Scientists have demonstrated that stopping the ability of methicillin-resistant Staphylcoccus aureus (MRSA) to degrade RNA can inhibit its spread, both in the laboratory and in infected mice. The team of researchers is led by Paul Dunman of the University of Rochester Medical Center and includes scientists from three other laboratories. These results are reported February 10 in the open access journal PLoS Pathogens.
MRSA infections are extremely virulent. The superbug causes nearly 500,000 hospitalizations and 19,000 deaths in the United States each year. The bug can be acquired in the community or in hospitals. MRSA is able to adapt quickly to changing conditions by breaking down its RNA molecules and using component parts to build new RNA sequences.
Dunman's research focused on one molecule, RnpA, which they found to be involved in the RNA degradation process. Inhibiting degradation is believed to be an effective means of slowing MRSA. This may be because, in the absence of recombination, the bacteria could be overcome by an array of confusing instructions that should have been turned off or because there will no longer be a supply of raw materials with which to build essential new RNA molecules.

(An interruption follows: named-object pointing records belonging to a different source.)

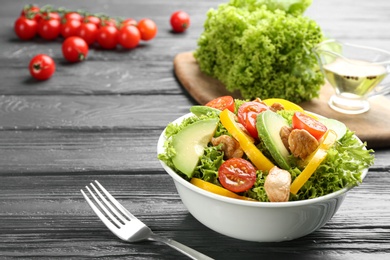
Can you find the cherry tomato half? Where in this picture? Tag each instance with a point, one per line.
(92, 19)
(107, 37)
(25, 28)
(42, 67)
(129, 36)
(308, 123)
(222, 103)
(180, 21)
(74, 49)
(247, 116)
(237, 175)
(49, 29)
(147, 28)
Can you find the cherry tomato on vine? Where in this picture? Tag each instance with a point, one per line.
(42, 67)
(237, 175)
(247, 116)
(92, 19)
(147, 28)
(108, 22)
(107, 37)
(31, 12)
(313, 126)
(25, 28)
(129, 36)
(51, 15)
(70, 28)
(73, 16)
(49, 29)
(75, 49)
(88, 32)
(180, 21)
(29, 9)
(222, 103)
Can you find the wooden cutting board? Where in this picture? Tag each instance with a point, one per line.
(372, 127)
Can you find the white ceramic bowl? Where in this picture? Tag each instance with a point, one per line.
(255, 221)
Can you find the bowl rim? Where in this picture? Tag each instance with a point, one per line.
(256, 204)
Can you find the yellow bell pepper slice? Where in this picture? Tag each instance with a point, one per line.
(288, 105)
(314, 160)
(246, 142)
(217, 189)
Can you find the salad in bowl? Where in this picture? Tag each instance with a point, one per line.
(285, 169)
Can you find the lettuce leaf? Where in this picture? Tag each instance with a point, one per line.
(262, 49)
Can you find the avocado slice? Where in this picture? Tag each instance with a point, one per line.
(203, 110)
(189, 144)
(268, 126)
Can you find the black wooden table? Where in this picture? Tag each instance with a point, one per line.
(100, 119)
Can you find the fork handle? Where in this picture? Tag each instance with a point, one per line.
(191, 253)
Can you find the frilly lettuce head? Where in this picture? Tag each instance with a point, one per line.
(262, 49)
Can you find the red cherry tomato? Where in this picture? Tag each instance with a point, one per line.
(29, 9)
(42, 67)
(247, 116)
(237, 175)
(73, 16)
(70, 28)
(302, 121)
(147, 28)
(222, 103)
(129, 37)
(49, 29)
(74, 49)
(92, 19)
(180, 21)
(31, 12)
(25, 28)
(88, 32)
(107, 37)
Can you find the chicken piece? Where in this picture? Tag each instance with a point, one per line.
(277, 185)
(302, 143)
(284, 134)
(276, 107)
(230, 147)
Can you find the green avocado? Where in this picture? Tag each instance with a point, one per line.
(203, 110)
(268, 126)
(335, 125)
(189, 144)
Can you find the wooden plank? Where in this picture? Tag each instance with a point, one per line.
(34, 112)
(63, 225)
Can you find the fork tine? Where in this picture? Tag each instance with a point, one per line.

The team isolated one molecule RNPA1000 that inhibited growth of the most common strains of MRSA as well as other bacterial pathogens of healthcare concern. It is active against biofilm-associated bacteria, and did not impact the effectiveness of other drugs used against MRSA in laboratory tests. In tests on mice, RNPA1000 was moderately effective against MRSA – one half of mice treated with a large dose of the molecule survived, while all of the mice in the control group died.
RNPA1000 may be considered a prototype of a new class of antibiotics, but showed limited toxicity to human cells in large doses, which suggests that the molecule in its present form will not be suitable for treating MRSA in human populations. Dunman and his colleagues are now investigating creating safer, more potent alternatives.